The Archive is a short story about a man and his record collection. It is a love/hate relationship.

Where did you get the idea for The Archive from?
I had wanted to shoot something about vinyl for a while, then I read Pauls story on the internet and it really spoke to me. I could picture the whole thing in my head before I even met him.

The Archive has a very unique atmosphere, was this on purpose, and if so, how did you manage to create and maintain this atmosphere throughout the film?
Yes. The second I set foot in Record Rama I knew the whole film had to take place there. It is big and dark, lots of hidden little areas. It is green and blue and yellow. Its dusty and disorganized. The whole place smells like an old pile of records. And then out comes Paul. He is like the troll that guards the bridge. A bit angry and protective at first, but he warms up to you.

Right away I knew it would be distracting to take the viewer out of this setting. I really wanted an exterior of the place but instead I chose to show a B&W still when he mentions the name of the store.

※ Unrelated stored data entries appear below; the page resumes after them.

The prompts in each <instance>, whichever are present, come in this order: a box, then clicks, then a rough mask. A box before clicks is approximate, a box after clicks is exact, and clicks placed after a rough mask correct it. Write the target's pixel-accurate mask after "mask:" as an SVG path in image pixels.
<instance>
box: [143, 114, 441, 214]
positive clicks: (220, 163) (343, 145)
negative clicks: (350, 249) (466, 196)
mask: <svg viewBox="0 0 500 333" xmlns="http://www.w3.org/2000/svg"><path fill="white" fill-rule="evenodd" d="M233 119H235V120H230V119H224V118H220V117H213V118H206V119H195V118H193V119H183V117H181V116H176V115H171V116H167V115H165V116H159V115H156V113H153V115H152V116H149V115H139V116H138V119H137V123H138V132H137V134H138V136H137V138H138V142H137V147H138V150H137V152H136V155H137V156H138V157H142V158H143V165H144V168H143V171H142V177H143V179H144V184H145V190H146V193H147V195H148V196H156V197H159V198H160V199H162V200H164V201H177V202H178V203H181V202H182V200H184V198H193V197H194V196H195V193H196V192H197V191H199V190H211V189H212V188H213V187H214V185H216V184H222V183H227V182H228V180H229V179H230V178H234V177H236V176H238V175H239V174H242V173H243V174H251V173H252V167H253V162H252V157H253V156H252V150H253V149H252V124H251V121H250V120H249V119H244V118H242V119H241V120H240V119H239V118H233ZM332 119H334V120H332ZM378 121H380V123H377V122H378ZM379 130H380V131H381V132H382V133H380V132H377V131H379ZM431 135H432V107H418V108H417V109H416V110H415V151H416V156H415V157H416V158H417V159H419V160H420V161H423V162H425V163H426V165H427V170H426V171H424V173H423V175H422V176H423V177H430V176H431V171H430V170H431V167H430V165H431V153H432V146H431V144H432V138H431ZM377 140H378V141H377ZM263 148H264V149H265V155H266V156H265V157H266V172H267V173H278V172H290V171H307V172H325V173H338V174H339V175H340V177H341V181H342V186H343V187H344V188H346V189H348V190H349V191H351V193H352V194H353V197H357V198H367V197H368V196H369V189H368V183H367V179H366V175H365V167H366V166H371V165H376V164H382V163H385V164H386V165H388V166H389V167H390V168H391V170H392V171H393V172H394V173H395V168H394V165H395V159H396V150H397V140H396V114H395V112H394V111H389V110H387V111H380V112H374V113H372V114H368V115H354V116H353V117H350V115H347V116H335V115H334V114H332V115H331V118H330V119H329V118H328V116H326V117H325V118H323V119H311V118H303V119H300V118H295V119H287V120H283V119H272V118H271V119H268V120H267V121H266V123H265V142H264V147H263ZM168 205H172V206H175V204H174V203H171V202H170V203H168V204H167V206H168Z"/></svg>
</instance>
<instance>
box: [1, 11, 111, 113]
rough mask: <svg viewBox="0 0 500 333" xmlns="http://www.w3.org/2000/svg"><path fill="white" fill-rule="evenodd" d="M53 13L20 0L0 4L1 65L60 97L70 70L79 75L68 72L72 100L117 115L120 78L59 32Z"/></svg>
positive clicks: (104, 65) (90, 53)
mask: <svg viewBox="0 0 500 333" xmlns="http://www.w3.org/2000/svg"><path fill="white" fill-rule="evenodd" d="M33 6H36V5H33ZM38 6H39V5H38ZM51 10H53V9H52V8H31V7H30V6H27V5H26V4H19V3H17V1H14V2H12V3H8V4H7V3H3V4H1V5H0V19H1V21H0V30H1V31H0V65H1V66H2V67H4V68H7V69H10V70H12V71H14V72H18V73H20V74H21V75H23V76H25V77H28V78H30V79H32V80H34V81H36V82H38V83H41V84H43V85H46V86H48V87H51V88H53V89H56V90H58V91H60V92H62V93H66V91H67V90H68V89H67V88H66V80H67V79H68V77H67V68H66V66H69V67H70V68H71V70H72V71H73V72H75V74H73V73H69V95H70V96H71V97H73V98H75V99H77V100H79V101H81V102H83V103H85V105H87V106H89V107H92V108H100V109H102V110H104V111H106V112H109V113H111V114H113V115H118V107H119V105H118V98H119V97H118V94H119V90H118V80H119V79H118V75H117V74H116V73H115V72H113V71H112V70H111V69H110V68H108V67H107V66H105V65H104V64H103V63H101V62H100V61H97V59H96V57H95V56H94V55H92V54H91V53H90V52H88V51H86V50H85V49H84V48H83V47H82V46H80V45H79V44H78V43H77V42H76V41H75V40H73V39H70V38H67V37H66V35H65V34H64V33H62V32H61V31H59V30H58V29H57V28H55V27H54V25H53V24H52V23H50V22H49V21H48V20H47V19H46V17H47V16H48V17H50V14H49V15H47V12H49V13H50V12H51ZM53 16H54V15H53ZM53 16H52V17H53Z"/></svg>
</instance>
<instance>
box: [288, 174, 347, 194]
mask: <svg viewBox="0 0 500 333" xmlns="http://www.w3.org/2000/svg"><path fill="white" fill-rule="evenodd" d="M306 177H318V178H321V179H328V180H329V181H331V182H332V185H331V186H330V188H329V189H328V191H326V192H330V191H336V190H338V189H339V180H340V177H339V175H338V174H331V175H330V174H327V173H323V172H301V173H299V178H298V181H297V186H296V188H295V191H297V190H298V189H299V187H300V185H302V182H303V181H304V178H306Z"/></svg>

We really let the atmosphere speak for itself. We used very few lights and didn’t move anything around, just shot it like it was. I wanted the camera to remain static as much as possible, I thought that reflect the stagnant nature of the place.

I wanted Paul to be the protagonist and the store/collection to be the antagonist. So we tried to shoot it that way.

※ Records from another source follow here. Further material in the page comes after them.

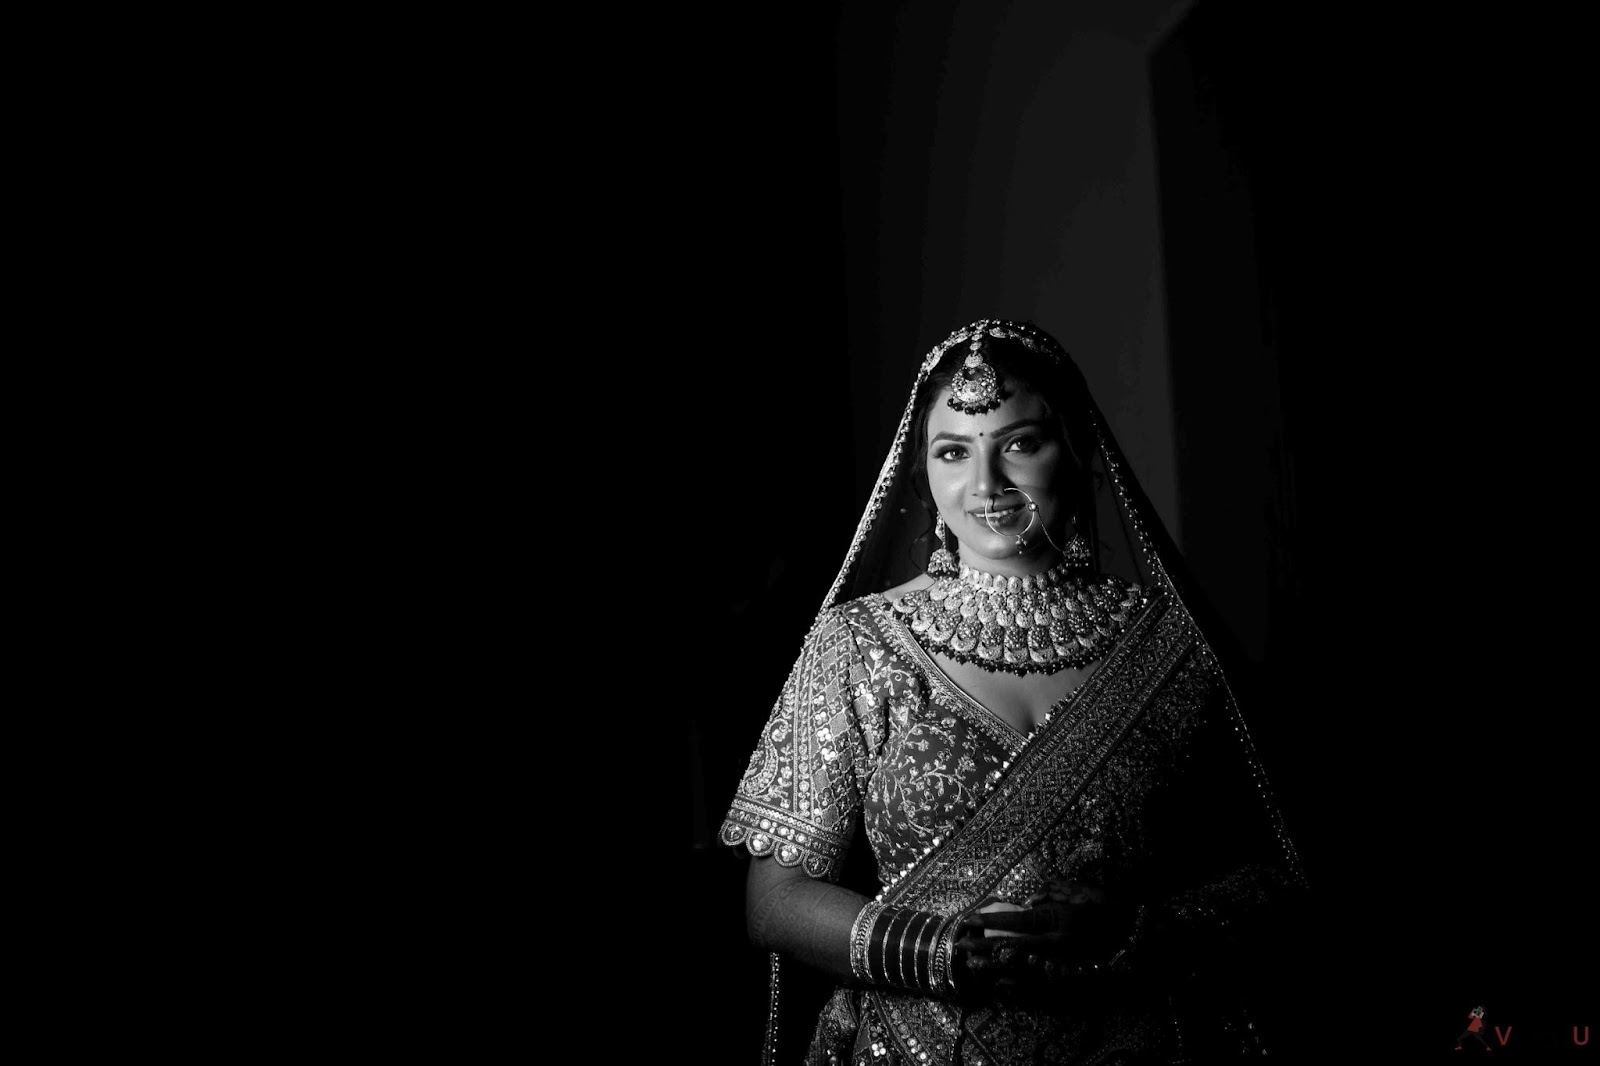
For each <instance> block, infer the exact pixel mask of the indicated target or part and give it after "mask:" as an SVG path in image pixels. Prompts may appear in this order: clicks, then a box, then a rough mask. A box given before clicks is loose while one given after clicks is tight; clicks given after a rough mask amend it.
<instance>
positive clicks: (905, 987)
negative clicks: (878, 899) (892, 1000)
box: [850, 901, 960, 996]
mask: <svg viewBox="0 0 1600 1066" xmlns="http://www.w3.org/2000/svg"><path fill="white" fill-rule="evenodd" d="M958 924H960V916H952V917H942V916H939V914H933V912H930V911H914V909H912V908H894V906H886V904H883V903H877V901H872V903H869V904H867V906H864V908H862V909H861V914H858V916H856V922H854V925H851V930H850V972H851V973H853V975H854V976H856V980H859V981H866V983H869V984H877V986H886V988H898V989H906V991H910V992H923V994H930V996H954V994H955V981H954V976H952V967H950V962H952V959H950V956H952V952H954V943H955V928H957V925H958Z"/></svg>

Could you explain how you work, your method or style, and what’s important to you?
This is kind of a tough question for me simply because I rarely sit down and think about my "method". Usually I am just doing what feels natural or appropriate for the film. Each film is unique and must be thought of that way. I think I would be doing my subjects and my audience a disservice if I approached each film the same way. Instead I try to adapt and think about the most effective way to tell each story, approach each film with fresh eyes.

What is most important to me is that the audience is left feeling something. I want to elicit emotion and leave a lasting impact. I guess that’s what any "artist" would say, but it is really true.

I try to stress visuals as much as story. I think often times with documentary, style is sacrificed in favor of substance. I don’t think either has to be or should be sacrificed. Why not tell a great story that is also visually compelling? Audiences are way more savvy these days and they want the whole package, and you gotta give the people what they want.

Do you improvise a lot during the work process?
Of course. You are kind of forced to improvise in documentary. As much as you try to plan the day and control your surroundings inevitably something is going to happen that throws you off. I tend to try and work with that as much as possible. Keep the interview loose, not force it in any direction right away. Let your subject speak and just listen to them. Eventually they’ll hit on something that you can use.

What equipment do you use?
All different kinds of equipment. That’s kind of a boring question for a director, something a DP might be more excited to talk about. I always tell people that its the wizard that captures the magic, not the wand.

Can you give an example of some struggles/problems you faced during this work?
My DP and I were out in Pittsburgh shooting some commercial spots. They were long days. The idea was to stop and shoot The Archive after we wrapped our paid gig. By the time we got to Record Rama we were both pretty worn out. He was forced to drink Mountain Dew to get through the day. He really took one for the team. For this reason, I will always be indebted to him.